Pinned upstream: see references/upstream-pin.md. Live-validated: ✅ Resource & shape audit + APIM smoke calls against a real rg-citadel-hub-01 in Sweden Central (May 2026, see references/live-audit-notes.md).

1. Why this matters

Most "Foundry pilot" decks stop at "deploy a Foundry account, run an agent". That works for one team and one use case. The moment a second team needs the same model, you hit five hard problems:

Cost attribution. Whose subscription pays for which call?
Quota fairness. One team's batch run starves another's chat.
Policy uniformity. PII redaction, content safety, model allow-lists — defined once, enforced everywhere.
Auditability. Who called what model, when, with which prompt?
Backend abstraction. Switching a model from PTU → PayAsYouGo shouldn't require every spoke to re-deploy.

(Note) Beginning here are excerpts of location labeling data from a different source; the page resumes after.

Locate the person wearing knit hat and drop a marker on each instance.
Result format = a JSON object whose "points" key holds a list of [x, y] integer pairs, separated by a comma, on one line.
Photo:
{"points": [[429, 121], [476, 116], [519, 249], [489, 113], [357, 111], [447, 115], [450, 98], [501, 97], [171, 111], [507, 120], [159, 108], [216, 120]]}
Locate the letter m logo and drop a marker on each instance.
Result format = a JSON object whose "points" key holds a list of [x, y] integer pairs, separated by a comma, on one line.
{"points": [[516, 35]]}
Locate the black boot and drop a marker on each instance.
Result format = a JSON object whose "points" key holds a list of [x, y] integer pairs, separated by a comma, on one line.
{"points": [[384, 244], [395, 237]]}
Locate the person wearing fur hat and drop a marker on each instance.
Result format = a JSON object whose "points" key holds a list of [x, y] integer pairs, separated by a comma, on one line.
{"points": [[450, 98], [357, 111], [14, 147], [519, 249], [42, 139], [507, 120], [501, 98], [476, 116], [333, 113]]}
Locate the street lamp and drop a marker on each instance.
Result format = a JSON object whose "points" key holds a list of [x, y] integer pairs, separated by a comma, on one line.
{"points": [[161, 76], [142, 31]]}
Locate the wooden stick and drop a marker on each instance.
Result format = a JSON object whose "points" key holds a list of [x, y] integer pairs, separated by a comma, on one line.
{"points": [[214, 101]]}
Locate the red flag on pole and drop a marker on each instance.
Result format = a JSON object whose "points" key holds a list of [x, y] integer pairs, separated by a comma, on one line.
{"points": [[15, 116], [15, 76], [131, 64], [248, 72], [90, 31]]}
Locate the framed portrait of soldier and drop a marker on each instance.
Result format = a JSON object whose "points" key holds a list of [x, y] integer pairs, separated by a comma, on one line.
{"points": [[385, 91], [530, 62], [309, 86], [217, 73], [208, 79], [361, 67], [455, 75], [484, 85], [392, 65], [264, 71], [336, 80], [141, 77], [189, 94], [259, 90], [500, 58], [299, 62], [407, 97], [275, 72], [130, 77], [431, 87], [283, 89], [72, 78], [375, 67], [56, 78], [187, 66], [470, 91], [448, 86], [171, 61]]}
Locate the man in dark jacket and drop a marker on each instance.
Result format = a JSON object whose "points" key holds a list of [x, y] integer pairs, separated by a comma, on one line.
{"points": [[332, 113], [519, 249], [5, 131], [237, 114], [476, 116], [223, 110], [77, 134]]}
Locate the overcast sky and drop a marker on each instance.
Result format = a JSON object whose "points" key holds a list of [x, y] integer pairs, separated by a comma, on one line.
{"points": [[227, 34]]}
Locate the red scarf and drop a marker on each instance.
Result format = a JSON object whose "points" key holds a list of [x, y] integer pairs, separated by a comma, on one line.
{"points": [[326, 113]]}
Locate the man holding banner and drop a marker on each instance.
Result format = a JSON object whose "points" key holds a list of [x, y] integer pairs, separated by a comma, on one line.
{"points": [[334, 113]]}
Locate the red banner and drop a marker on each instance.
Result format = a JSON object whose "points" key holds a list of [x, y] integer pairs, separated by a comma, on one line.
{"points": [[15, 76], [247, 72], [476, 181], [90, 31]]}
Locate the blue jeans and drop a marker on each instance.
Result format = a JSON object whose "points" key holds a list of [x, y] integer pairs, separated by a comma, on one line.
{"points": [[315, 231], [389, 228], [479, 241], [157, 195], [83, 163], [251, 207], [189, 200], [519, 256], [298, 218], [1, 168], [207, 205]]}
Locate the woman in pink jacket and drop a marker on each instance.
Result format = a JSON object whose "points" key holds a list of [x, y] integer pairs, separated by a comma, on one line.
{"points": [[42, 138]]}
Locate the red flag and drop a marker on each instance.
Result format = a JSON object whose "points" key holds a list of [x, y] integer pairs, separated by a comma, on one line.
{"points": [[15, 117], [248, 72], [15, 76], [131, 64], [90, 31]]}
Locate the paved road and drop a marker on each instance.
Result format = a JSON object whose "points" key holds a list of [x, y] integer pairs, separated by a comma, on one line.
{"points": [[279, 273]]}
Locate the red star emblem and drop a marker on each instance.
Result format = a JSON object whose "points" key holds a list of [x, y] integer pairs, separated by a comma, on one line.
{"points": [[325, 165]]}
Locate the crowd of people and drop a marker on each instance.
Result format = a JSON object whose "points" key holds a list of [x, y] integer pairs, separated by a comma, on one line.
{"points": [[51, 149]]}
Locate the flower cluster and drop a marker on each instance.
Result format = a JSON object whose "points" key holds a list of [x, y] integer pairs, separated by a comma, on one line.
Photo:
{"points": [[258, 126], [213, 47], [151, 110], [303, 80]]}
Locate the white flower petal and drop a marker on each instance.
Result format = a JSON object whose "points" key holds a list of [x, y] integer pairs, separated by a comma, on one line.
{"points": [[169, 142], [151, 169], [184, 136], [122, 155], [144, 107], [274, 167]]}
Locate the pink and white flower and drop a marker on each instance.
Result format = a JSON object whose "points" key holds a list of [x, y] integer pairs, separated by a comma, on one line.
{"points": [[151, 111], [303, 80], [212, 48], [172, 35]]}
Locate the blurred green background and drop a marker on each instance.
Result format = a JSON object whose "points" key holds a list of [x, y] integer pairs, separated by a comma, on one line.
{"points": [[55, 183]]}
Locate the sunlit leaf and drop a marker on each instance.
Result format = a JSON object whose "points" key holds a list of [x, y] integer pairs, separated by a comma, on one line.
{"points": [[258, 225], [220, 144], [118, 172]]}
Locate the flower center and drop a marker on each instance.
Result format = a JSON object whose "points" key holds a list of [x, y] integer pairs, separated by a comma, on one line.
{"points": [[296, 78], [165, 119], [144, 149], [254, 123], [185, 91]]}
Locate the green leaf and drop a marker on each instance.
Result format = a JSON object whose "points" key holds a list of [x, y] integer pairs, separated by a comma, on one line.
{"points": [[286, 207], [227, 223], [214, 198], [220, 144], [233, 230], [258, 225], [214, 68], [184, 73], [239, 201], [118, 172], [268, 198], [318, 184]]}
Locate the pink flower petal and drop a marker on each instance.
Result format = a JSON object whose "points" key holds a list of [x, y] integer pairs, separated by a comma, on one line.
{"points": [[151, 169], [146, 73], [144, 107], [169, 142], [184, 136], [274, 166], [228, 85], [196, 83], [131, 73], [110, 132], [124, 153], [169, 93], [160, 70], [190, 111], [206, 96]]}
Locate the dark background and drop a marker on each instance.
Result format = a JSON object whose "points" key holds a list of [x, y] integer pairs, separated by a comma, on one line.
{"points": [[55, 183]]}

The Citadel Governance Hub is the AI Apps GBB reference design that solves all five at the platform level. APIM in front of every model backend, Cosmos for usage telemetry, Logic App for billing aggregation, Event Hub for streaming events, and a per-team Access Contract (APIM Product) that gives each spoke its own subscription key, scope, and policy bundle.

Without this you end up with N spoke projects each negotiating their own Foundry quota and their own PII policy — and your CISO finds out on day 91.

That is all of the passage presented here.